Figure 1 Scree plot of components and eigen values
On the second component, it was HipW, BL and CG and the third component was influenced by HS, SW, DHI and CW in Borgou cattle. Regarding the PCA classification, the main extracted components grouped on both sides the measurements of size and shape in Borgou cattle. The improvement of body traits related to shape and size may be more efficient in the selection criteria within Borgou cattle. For other authors (Yakubu et al. 2009; Pundir et al. 2011; Boujenane, 2015), the first component most often reflects the general body size. For Pundir et al. (2011), the second factor explains the morphology of the head and the third factor explains the posterior part in Kankrej cows. Boujenane (2015) reported that in Oulmes-Zaer Tidili cattle, components 2 and 3 described the shape of the body and the size of the head, respectively. In Vohra et al. (2015), the first factor was linked to the size of the Gojri buffalo, the second factor highlighted Hip bone, the length of the tail and the length of the ears; the third factor was closely linked to Paunch girth, Pin bone distance and Tail length up to switch; and a fourth factor described the characteristics of the tail. These differences show that each breed has its own characteristics and the selection measures must take into account the specificity of each breed.

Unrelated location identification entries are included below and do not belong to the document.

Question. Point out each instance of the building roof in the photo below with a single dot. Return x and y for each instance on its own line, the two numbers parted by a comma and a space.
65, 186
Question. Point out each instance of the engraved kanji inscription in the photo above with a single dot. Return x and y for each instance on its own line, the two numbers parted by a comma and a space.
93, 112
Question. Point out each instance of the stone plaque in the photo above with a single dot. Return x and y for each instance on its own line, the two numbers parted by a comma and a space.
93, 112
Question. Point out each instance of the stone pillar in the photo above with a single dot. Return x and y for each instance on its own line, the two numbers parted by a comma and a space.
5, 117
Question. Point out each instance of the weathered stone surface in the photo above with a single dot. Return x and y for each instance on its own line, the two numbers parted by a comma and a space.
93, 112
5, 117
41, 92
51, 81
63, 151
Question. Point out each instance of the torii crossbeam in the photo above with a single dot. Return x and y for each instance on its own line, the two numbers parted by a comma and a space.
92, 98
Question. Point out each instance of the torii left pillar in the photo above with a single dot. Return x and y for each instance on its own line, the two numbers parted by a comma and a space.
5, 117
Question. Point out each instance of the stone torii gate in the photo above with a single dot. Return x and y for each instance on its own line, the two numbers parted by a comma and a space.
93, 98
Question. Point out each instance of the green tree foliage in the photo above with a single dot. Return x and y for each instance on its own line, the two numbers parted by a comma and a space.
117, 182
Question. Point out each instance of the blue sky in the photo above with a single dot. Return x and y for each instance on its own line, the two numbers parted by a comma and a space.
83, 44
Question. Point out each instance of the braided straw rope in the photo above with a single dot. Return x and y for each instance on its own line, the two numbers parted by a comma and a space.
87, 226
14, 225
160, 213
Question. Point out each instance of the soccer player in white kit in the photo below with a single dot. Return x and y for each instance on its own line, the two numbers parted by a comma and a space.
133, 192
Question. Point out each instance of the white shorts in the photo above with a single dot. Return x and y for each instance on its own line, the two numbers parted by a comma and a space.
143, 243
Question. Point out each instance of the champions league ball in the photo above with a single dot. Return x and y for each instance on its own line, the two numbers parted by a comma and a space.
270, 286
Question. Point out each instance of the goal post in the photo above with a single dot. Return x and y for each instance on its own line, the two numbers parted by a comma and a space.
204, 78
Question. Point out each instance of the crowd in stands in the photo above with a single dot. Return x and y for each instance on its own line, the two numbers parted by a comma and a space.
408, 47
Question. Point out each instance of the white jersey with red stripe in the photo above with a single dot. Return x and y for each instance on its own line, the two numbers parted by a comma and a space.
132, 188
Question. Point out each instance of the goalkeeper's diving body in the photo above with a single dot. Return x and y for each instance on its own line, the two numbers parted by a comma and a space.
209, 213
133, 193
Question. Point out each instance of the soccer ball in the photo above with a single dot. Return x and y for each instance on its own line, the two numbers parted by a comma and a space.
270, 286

In general, the use of PCA in this study allowed to explore the interdependence in the originally considered sixteen body traits in Borgou cattle through a simultaneous analysis. Based on our findings, the use of the first three main components derived from PCA may be more reliable in explaining body conformation in adult Borgou cattle instead of considering the body traits individually. Thus, these components could be exploited in the evaluation and comparison of animals and provide criteria to select animals on the basis of a small group of characters rather than individual characters. The characterization of Borgou cattle breed in this study will be a useful tool to scientists and cattle farmers in the process of conservation and improvement of this local breed which undergoes severe crossbreeding in its cradle.
The authors thank the director and staff of the Okpara breeding farm for providing assistance in collecting the data. We are also grateful to the University of Parakou for providing facilities for carrying out this research.